Marvel is first and foremost a comic company. That is the root of the publisher and that is how they made their fortune. The movie franchise may have saved Marvel from bankruptcy but it’s the comics why the artists keep going. The passion of comics is something known only to a true comic nerd or someone who has worked in the industry for a long time. There is a joy in creating stories, in telling tall tales of decrepit and desolate futures where no hope remains. It seems rather chilling to sit through the ups and downs of super powered beings who could rule the world, if they wanted to, but still choose to defend it.
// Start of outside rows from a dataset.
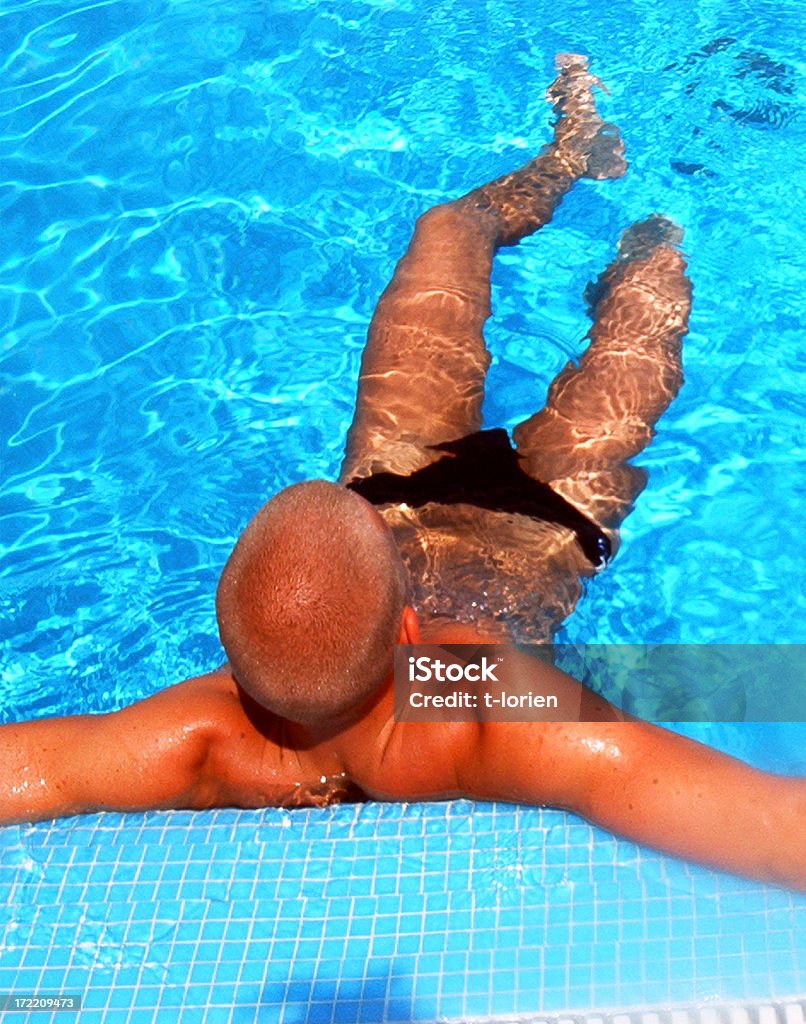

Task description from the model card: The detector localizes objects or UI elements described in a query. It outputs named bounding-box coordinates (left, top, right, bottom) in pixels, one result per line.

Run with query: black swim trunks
left=346, top=428, right=611, bottom=568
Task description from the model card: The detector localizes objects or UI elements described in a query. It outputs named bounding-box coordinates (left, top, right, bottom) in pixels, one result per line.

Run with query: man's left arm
left=357, top=643, right=805, bottom=891
left=0, top=675, right=234, bottom=824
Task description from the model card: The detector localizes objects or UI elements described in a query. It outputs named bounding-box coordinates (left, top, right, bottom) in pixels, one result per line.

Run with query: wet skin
left=341, top=59, right=690, bottom=643
left=1, top=622, right=804, bottom=892
left=1, top=56, right=804, bottom=893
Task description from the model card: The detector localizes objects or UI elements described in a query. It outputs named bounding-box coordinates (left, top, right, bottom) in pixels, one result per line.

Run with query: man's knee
left=414, top=202, right=470, bottom=241
left=414, top=200, right=496, bottom=251
left=398, top=202, right=494, bottom=306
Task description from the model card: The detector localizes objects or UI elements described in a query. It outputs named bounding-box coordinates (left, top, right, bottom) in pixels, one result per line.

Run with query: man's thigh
left=340, top=204, right=496, bottom=482
left=513, top=227, right=690, bottom=532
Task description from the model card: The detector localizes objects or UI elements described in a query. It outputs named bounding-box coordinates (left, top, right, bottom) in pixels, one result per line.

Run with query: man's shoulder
left=111, top=668, right=279, bottom=770
left=341, top=709, right=483, bottom=802
left=162, top=670, right=320, bottom=807
left=93, top=669, right=249, bottom=771
left=169, top=668, right=288, bottom=750
left=145, top=667, right=247, bottom=730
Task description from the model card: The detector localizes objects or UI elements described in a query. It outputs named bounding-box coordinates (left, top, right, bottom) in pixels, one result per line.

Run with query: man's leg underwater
left=513, top=217, right=693, bottom=545
left=340, top=54, right=626, bottom=483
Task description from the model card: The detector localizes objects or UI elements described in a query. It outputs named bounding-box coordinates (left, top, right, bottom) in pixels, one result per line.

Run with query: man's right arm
left=468, top=715, right=806, bottom=892
left=356, top=649, right=806, bottom=893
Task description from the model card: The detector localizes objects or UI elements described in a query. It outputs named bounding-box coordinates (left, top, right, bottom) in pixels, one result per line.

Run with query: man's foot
left=548, top=53, right=628, bottom=180
left=616, top=214, right=685, bottom=259
left=584, top=215, right=689, bottom=317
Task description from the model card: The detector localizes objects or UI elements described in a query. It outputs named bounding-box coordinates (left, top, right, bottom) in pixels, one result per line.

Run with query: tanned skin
left=2, top=56, right=804, bottom=892
left=2, top=611, right=804, bottom=891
It seems rather interesting that in the comics its always the villains who are trying to change something and the heroes are the ones who fight to keep the things as they are. It is rather surprising that our heroes would fight to protect the status quo than try to change the society for the better. I mean these superheroes are the epitome of our human existence, right? they seem to be able to do everything that we wish we could in our miserable lives. Superheroes are the products of our imagination and it should be these protectors of humanity that lead the charge for positive change in our society.
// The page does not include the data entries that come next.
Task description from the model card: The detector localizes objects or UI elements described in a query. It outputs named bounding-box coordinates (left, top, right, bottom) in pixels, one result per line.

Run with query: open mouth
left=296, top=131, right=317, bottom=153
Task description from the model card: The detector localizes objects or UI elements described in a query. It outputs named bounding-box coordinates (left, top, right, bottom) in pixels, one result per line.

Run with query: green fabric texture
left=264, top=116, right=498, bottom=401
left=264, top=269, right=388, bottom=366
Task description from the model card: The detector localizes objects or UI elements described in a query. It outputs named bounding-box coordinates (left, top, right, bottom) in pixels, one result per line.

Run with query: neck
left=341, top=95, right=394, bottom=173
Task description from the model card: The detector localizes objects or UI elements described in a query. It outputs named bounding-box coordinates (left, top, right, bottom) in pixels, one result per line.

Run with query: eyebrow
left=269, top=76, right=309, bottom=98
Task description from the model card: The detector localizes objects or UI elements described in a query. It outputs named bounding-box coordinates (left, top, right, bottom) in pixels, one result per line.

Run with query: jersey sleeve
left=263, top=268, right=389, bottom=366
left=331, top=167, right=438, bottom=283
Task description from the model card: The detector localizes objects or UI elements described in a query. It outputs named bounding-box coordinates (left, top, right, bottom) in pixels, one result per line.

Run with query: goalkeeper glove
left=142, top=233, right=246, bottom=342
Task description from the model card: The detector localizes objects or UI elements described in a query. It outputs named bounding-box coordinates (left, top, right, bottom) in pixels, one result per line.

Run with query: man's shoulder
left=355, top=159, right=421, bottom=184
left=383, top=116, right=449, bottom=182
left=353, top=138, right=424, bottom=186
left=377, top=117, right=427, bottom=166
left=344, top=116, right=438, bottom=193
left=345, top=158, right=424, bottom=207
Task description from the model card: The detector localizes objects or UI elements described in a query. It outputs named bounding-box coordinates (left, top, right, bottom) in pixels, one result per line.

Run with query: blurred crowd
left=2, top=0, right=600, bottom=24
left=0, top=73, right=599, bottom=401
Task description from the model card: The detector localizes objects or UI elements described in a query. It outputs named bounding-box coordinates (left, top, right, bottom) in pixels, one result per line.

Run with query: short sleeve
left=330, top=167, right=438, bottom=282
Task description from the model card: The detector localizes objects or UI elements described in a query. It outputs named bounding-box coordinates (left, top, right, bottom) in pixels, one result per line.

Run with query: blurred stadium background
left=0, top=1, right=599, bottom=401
And yet, in some way or the other, superheroes end up propagating and perceptualizing the status quo. It’s always just more of the same than radical change. Is it so surprising that a world full of super-powered individuals be so different from that of our own? I wonder how all of this actually works considering any socialist could be considered a villain by these individuals. Setting apart the morality issues of vigilantism and the need of villainy and social change, have you ever given thought to the possibility of the villains triumphing in the end.
Yes, I know that Thanos won infinity war, but I am not talking about a short-term victory. The entire premise of infinity war was to start the end of the first series arc of the Marvel Cinematic Universe. However, it is completely possible that the events of Infinity War become completely immaterial come Avengers 4.
On the other hand, the comics have much more freedom when it comes to character deaths in story arcs. Comics can also take liberties with action sequences because the comic is just an idea presented on a paper, it does not need to be filmed and it takes substantially less amount of money to develop in comparison to a feature-length action movie.
Let’s talk about the latest dose of gore that Marvel comics threw at fans. Any Marvel fan worth his salt knows of a comic series called Old man Logan, the series follows Logan in a desolate future where the villains have won and the Avengers have been long dead. We meet Wolverine, old and defeated living on barren land with a small family.
We then meet the inbred children of Hulk and She-Hulk, they run a gang that extracts a toll on people living in the wasteland. Sort of a protection racket. The rules are much harsher in this reality and Logan is very very tired.
Old man Logan is based off of this crazy idea that the villains one day decided to band together and just murder the heroes without remorse or reason. Red skull rests in the rotting white house and the other villains rule divided up city-states as they wish.
In this rotting world, we see and old Logan team up with a Hawkeye that’s going blind. Although the Old man Logan story branched into the battle world and god doom storyline, the backstory of the Hawkeye of this world seems to be much more gruesome. The death of the original Avengers was a precursor in the old man Logan comics but in the old man Hawkeye #7 we get to witness the deaths of these Avengers.
Through this comic, we learn that the thunderbolts assisted the villains in murdering the Avengers so they could get on the good side of the new overlords of the world after the death of Avengers.
After all, Hawkeye was the character who was the most betrayed by the conspiracy pulled by the thunderbolts. It is quite surprising how Clint waited to grown old and gray before setting out for his revenge. But that is a different story altogether and it is much better told in the source material.